MADISON — Graham Mertz was well aware of Wisconsin’s pursuit of former Oklahoma quarterback Caleb Williams when he hit the transfer portal earlier this year. The Badgers’ starting quarterback the last two years didn’t obsess over it like some fans and members of the media did.
“It’s the coach’s job to find the best player,” Mertz said Monday. “What am I going to say? ‘Oh, no, I deserve this.’ I don’t deserve anything. I’ve got to prove it every day, prove it’s my job. That’s what I’m going to do. That’s what I’ve always done.”
Though both downplayed their seriousness in going after Williams, coach Paul Chryst and new offensive coordinator Bobby Engram felt it necessary to have conversations with Mertz and backup Chase Wolf about Williams, who eventually chose to enroll at USC.
“Anytime something like that is happening, I’m going to talk with him,” Chryst said at the start of spring practice. “I never personally spoke with Caleb and told Graham such. He understands and that’s the world that we are in right now.”
If the push for Williams impacted Mertz’s confidence or swagger, it hasn’t shown in practice. He still carries himself the way he has since stepping on campus as the most-hyped quarterback recruit in school history. But he admitted that he’s not attacking things the exact same way as in past years when the on-field results didn’t live up to his own expectations.
“It’s same approach, but with a few new wrinkles to it. That’s the whole key. You’ve got to evolve,” Mertz said. “What is the definition of insanity? If you keep doing the same thing and expecting different results, you’re gonna go insane. For me, it’s just how do I keep evolving as a quarterback and do my job and do it better every single day. My confidence has never has gotten tested to the point where I doubt myself. I think that’s a bad thing to ever doubt yourself or have that lack of confidence. It’s just how can I prove to myself every day that I’m evolving into the quarterback I want to be. I think it’s just doing the little things right every day.”
Helping the evolution process is some new voices in the quarterback room for a third straight year. Mertz has liked the addition of Engram as OC and quarterbacks coach. He’s brought some new concepts and routes to the offense after his eight years in the NFL with the Baltimore Ravens. Some of his focus with Mertz has been to get him to take what the defense is giving him and not trying for the home run every play.

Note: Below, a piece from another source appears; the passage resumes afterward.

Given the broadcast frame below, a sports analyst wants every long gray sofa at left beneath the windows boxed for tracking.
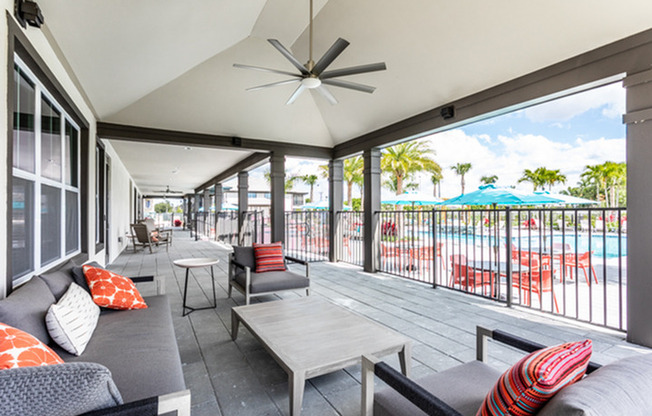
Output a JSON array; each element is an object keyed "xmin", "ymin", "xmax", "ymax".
[{"xmin": 0, "ymin": 262, "xmax": 190, "ymax": 416}]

Then there is graduate assistant Keller Chryst, the nephew of the head coach. He played the position at Stanford and Tennessee, giving Mertz someone that knows what he’s dealing with to learn from. He’s already gained valuable insight from the younger Chryst, specifically mentioning the way he has them training their eyes and how to see the field.

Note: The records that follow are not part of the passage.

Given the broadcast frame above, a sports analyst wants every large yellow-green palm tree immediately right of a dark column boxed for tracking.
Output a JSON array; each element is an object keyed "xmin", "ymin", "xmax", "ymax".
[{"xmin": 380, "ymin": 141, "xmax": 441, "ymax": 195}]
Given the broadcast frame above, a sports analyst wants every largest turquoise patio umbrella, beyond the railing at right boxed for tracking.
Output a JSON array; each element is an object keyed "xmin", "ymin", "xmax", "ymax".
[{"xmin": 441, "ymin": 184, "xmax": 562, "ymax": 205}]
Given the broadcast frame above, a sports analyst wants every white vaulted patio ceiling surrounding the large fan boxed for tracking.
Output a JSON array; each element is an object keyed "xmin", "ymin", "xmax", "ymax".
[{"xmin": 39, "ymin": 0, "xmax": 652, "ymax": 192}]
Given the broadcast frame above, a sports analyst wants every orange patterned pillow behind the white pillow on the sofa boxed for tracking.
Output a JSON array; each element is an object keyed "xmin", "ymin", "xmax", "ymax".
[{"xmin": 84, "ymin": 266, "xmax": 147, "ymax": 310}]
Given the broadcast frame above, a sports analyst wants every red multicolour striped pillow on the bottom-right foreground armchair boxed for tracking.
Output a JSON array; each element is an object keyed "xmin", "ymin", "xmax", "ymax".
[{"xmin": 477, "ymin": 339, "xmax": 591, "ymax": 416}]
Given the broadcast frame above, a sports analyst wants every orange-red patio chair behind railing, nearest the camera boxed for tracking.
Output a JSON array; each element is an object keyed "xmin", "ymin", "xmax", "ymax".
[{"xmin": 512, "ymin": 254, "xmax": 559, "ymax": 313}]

The junior has also changed up his training off the field, specifically his diet. Mertz ended up weighing more than 230 pounds by the time last season was done. He felt sluggish and unable to move the way he wanted to. This offseason he got as low as 215 pounds but is now at 220. The last few months have included a lot of chicken and rice mixed with a variety of vegetables.
“It was how do I get to the spot where I’m moving the best I ever have in my body,” Mertz said. “I got to 220 and feeling more mobile, more flexible, throwing better than I ever have.”
Since his starting debut against Illinois in 2020 when he threw five touchdowns, Mertz has thrown 14 touchdowns and 16 interceptions, though he was better down the stretch of 2021 as the Badgers won eight of their final nine games. In those contests, he had eight touchdowns and five picks. Wins are not a quarterback stat, especially at Wisconsin, but the Badgers are 13-7 in games he’s started, including 9-4 last season. Mertz understands that record is OK at some schools but not accepted by some of the more passionate folks that make up the Wisconsin fanbase, including those that were chanting Caleb Williams’ name at a basketball game in February.
“Everybody is allowed to have their own opinion. I mean, if I were a fan, and we lost four games, I wouldn’t be happy. You appreciate when fans ride with you through thick and thin,” Mertz said. “I’m excited for this year. I hope they are. But if you want anybody else, and you can make a change, you do whatever.”
Mertz will be Wisconsin’s starting quarterback this fall. Wolf, redshirt freshman Deacon Hill and freshman Myles Burkett don’t appear in position to challenge for playing time. Mertz understands fans want more from him and he doesn’t disagree.
“That should be your expectation every year. If that isn’t, then you’re doing something wrong,” Mertz said of wanting to have his best season yet. “If you’re not growing, you’re not evolving, then just going to be left behind in the dust. How do I have the conviction behind me to say this is going to be the best year yet? It’s going to be.”